Comme exemples concrets, le Pape mentionne l’enrichissement culturel apporté par la migration des Latino-américains aux États-Unis et par la migration italienne dans son pays d’origine, l’Argentine. Il met en outre en lumière le fait qu’à travers la rencontre les pays peuvent apprendre les uns des autres, et, de cette façon, contribuer à la réalisation d’un monde moins matérialiste, plus équitable et pacifique. Le Pape observe que «les apports mutuels entre les pays, en réalité, finissent par profiter à tous»[13] et cet enrichissement doit être souligné dans une époque mondialisée comme la nôtre.

En tout état de cause, cette réciprocité des avantages ne représente pas toute la réalité, et encore moins la réalité fondamentale. Nous devons nous efforcer d'être ouverts aux autres dans un esprit de gratuité et de générosité, ce que le Pape François appelle «la capacité de faire certaines choses uniquement parce qu’elles sont bonnes en elles-mêmes, sans attendre aucun résultat positif, sans attendre immédiatement quelque chose en retour»[14] – dans les paroles de saint Ignace de Loyola, «donner sans compter». Ce principe de gratuité, observe le Saint-Père, «permet d’accueillir l’étranger même si, pour le moment, il n’apporte aucun bénéfice tangible.»[15]. Quand la gratuité manque, l’immigré est vu comme «un usurpateur qui n’offre rien»[16]. En ce sens, «les nationalismes fondés sur le repli sur soi traduisent en définitive cette incapacité de gratuité, l’erreur de croire qu’on peut se développer à côté de la ruine des autres et qu’en se fermant aux autres on est mieux protégé»[17]En dernière analyse, ceci est contre-productif.
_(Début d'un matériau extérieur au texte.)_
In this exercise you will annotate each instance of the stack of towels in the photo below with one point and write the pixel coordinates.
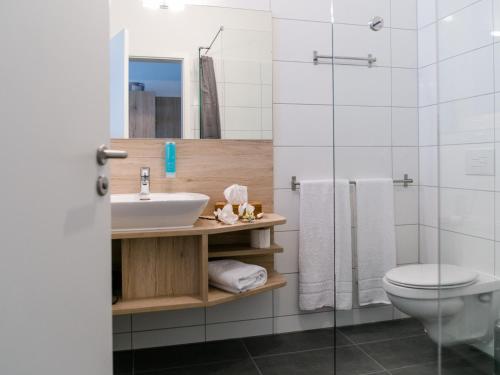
(236, 277)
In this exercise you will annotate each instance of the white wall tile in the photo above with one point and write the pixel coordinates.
(406, 205)
(428, 125)
(302, 10)
(404, 87)
(239, 118)
(303, 125)
(404, 48)
(241, 4)
(362, 126)
(296, 40)
(404, 127)
(404, 14)
(358, 85)
(286, 299)
(428, 166)
(467, 121)
(427, 38)
(247, 328)
(428, 245)
(168, 319)
(364, 315)
(360, 12)
(468, 211)
(466, 30)
(426, 12)
(304, 322)
(447, 7)
(288, 261)
(466, 251)
(405, 161)
(453, 167)
(255, 307)
(302, 83)
(478, 64)
(242, 95)
(497, 259)
(286, 203)
(407, 244)
(427, 85)
(304, 162)
(367, 41)
(168, 337)
(363, 162)
(429, 206)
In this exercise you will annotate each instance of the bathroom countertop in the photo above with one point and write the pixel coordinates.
(202, 226)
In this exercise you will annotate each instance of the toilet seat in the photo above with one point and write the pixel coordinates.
(431, 276)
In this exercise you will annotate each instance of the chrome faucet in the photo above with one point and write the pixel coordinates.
(145, 193)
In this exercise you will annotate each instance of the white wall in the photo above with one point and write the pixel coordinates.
(376, 135)
(464, 100)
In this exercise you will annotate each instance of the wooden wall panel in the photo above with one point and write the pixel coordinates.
(203, 166)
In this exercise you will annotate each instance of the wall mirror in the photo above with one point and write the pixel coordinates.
(189, 71)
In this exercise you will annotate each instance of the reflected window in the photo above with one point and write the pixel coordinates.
(155, 98)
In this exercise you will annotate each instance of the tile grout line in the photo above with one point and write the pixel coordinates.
(251, 357)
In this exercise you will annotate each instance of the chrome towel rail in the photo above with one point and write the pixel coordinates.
(317, 57)
(406, 181)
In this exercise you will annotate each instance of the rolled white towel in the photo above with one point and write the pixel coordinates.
(236, 277)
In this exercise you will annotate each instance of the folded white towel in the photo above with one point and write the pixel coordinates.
(376, 238)
(317, 257)
(236, 277)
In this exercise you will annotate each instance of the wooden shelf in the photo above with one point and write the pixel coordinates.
(174, 262)
(156, 304)
(227, 251)
(217, 296)
(202, 226)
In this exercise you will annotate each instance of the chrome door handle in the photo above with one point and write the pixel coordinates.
(104, 153)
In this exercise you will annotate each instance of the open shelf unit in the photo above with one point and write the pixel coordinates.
(168, 269)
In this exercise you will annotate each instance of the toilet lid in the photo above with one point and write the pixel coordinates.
(427, 276)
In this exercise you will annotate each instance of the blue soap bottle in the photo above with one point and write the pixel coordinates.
(170, 159)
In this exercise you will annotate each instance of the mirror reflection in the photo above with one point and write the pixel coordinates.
(195, 73)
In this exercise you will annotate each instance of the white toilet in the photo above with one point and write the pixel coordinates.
(469, 300)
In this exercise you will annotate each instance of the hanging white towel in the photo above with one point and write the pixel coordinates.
(234, 276)
(376, 238)
(317, 256)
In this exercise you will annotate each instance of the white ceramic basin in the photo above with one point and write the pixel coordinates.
(164, 210)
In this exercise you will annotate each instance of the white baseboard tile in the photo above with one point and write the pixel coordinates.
(247, 328)
(304, 322)
(396, 314)
(122, 341)
(364, 315)
(168, 337)
(255, 307)
(168, 319)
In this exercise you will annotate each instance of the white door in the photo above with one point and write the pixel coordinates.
(55, 261)
(118, 78)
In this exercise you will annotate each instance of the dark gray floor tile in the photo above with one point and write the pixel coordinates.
(122, 362)
(398, 353)
(294, 342)
(459, 366)
(350, 361)
(242, 367)
(383, 330)
(186, 355)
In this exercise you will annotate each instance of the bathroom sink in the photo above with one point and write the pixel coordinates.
(163, 210)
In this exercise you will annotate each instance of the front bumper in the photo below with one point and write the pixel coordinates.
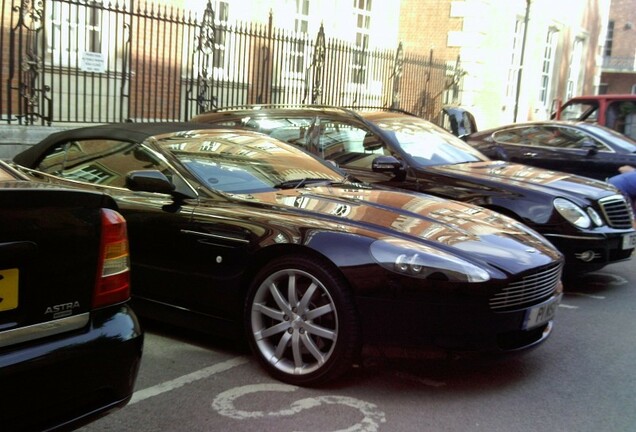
(65, 381)
(586, 253)
(461, 326)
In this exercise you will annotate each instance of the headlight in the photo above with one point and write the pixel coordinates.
(422, 261)
(596, 218)
(572, 213)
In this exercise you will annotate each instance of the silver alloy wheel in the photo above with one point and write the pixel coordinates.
(294, 322)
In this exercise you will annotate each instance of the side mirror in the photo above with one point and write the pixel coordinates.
(149, 181)
(589, 145)
(386, 164)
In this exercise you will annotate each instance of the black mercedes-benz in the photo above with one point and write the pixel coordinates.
(233, 232)
(589, 221)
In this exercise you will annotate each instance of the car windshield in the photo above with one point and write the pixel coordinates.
(239, 163)
(616, 138)
(428, 144)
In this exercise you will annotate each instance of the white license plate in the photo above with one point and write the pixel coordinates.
(629, 241)
(542, 313)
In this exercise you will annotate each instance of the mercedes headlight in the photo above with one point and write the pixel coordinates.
(421, 261)
(572, 213)
(596, 218)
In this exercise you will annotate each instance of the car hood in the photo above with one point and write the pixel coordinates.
(475, 233)
(505, 175)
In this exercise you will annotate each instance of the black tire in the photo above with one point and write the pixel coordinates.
(301, 322)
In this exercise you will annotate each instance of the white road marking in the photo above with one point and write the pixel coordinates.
(426, 381)
(186, 379)
(587, 295)
(224, 405)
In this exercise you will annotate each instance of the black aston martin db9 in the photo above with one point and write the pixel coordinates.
(234, 232)
(588, 221)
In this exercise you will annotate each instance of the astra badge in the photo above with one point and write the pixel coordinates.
(62, 310)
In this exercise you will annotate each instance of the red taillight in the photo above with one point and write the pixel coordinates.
(113, 270)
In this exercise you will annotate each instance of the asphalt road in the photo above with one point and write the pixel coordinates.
(582, 379)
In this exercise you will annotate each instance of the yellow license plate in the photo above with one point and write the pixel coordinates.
(8, 289)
Car, comme le relève Fratelli tutti, seule une culture qui accueille gratuitement les autres a un avenir.

Ceci est notre futur et il doit être partagé avec les personnes dans le besoin, y compris les migrants et les réfugiés. Prêtons une écoute à l’appel du Pape François pour un monde plus juste, humain et fraternel, fondé sur l’amour et l’enrichissement réciproque, plutôt que sur la suspicion et l’indifférence froide.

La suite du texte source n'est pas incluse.